What can be more self-centered and illogical than rebelling the Creator and sustainer of our existence? And yet ever since the fall people have fallen to the selfishness and foolishness of the sinful flesh. But here’s the thing: not only does our narcissism and irrationality lead us into sin; once we are walking in sin we become even more arroogant and stupid. There are so many illustrations of this principle in scripture, but none says it better than the case of Ahab.

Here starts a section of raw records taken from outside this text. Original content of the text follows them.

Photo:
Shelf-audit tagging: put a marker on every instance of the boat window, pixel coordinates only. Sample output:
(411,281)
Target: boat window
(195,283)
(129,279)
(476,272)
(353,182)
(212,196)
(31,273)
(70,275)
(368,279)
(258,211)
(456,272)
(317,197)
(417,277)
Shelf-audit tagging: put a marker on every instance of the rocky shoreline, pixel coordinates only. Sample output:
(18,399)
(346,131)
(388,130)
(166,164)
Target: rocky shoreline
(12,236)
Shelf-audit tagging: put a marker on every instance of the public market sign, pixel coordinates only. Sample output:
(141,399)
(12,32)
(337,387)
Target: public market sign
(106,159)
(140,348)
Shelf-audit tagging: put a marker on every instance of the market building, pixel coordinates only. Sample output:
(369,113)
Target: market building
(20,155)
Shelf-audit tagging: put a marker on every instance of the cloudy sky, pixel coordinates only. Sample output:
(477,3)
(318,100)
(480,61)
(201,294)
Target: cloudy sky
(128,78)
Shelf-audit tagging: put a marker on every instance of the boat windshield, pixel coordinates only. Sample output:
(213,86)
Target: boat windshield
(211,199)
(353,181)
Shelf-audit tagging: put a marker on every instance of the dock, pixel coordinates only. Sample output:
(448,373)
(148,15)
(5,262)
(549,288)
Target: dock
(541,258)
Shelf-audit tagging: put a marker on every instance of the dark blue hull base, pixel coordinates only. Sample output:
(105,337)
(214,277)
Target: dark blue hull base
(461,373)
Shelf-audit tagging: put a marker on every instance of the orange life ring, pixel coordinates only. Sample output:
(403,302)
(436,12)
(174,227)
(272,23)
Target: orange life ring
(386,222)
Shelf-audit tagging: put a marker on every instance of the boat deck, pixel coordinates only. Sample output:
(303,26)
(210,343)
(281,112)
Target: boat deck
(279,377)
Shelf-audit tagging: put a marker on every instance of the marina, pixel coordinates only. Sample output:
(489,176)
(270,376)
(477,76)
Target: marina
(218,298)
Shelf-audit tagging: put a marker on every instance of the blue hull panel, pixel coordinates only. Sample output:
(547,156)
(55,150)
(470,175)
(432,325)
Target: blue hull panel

First off, Ahab was spiritually nutless. He married a pagan woman and then allowed her to influence his life, leading to a downward spiral into the toilet both for himself and the nation. He had plenty of revelation provided through the ministry of Elijah and a few other prophets. Three dry years followed by the contest on Mount Carmel. The victories over Ben Hadad, king of Aram.
Ahab’s problem was that he wanted to be everyone’s buddy. His marriage to Jezebel was probably more about diplomacy than romance. He was supposed to kill Ben Hadad but instead took him into his chariot and cut a treaty with him. These were totally irrational things to do: not only were they stupid moves from a tactical perspective; they were in violation of God’s word. Then when the prophet pronounced judgment on him and his posterity, he whined and pouted like a big baby. Sheer irrational narcissism–it was all about him. Crocodile Grary Ridgway tears. The sorrow of this world leads to death, unlike the godly variety which leads to genuine repentance.
Over the years I have talked to so many men who have totally messed up their lives and marriages just to satisfy their blind selfish cravings of the moment. Then later they would weep and blubber about how badly they felt, with no empathy whatever for those whose lives they had shattered. Fools.
Such a fool was Ahab.
But the height of his narcissism and irrationality is seen in his treatment of Naboth in 1 Kings 21. Naboth owned a field adjacent to Ahab’s palace in Jezreel, and the king wanted that field for a herb garden (possibly to be used in Baal worship). He tried to get Naboth to sell it or trade for another plot of land. But Naboth knew that Leviticus 25 forbade him from permanently selling land had been in his clan, of the tribe of Issachar, from day one. Ahab should have understood this as well, but he was so far gone spiritually all he could do in response to Naboth’s refusal was to turn his face to the wall, pout, and refuse food, hoping for the attention of his wife. She basically told him not to worry: she would take care of it. Through an act of forgery and false witness she got Naboth stoned to death for blasphemy–a capital offense in ancient Israel. But when Ahab went to take possession of the stolen parcel he was rebuked by Elijah.
Narcissistic for sure; but irrational in the extreme. Stop and think about something for a moment. God had given the pagan Aramean king Ben Hadad into his hand and with him a chance to regain the city of Ramoth Gilead. But Ahab didn’t have the stomach to kill his enemy, but instead let him go Scott free. Then he does to one of his own countrymen what he refused to do to the pagan. How selfish and stupid can you be?
Jim G. wrote a comment to my last post about trying to straddle the fence. There is a little of that in all of us, unfortunately. Ahab’s bad example shows us just where it gets us.
Sometimes I am blown away by the utter narcissism and irrationality of my sinful flesh. I tell you, when you opt to walk in sin your IQ immediately plummets a good thirty points.
Let us pray for that true godly wisdom and knowledge that is pure and reasonable.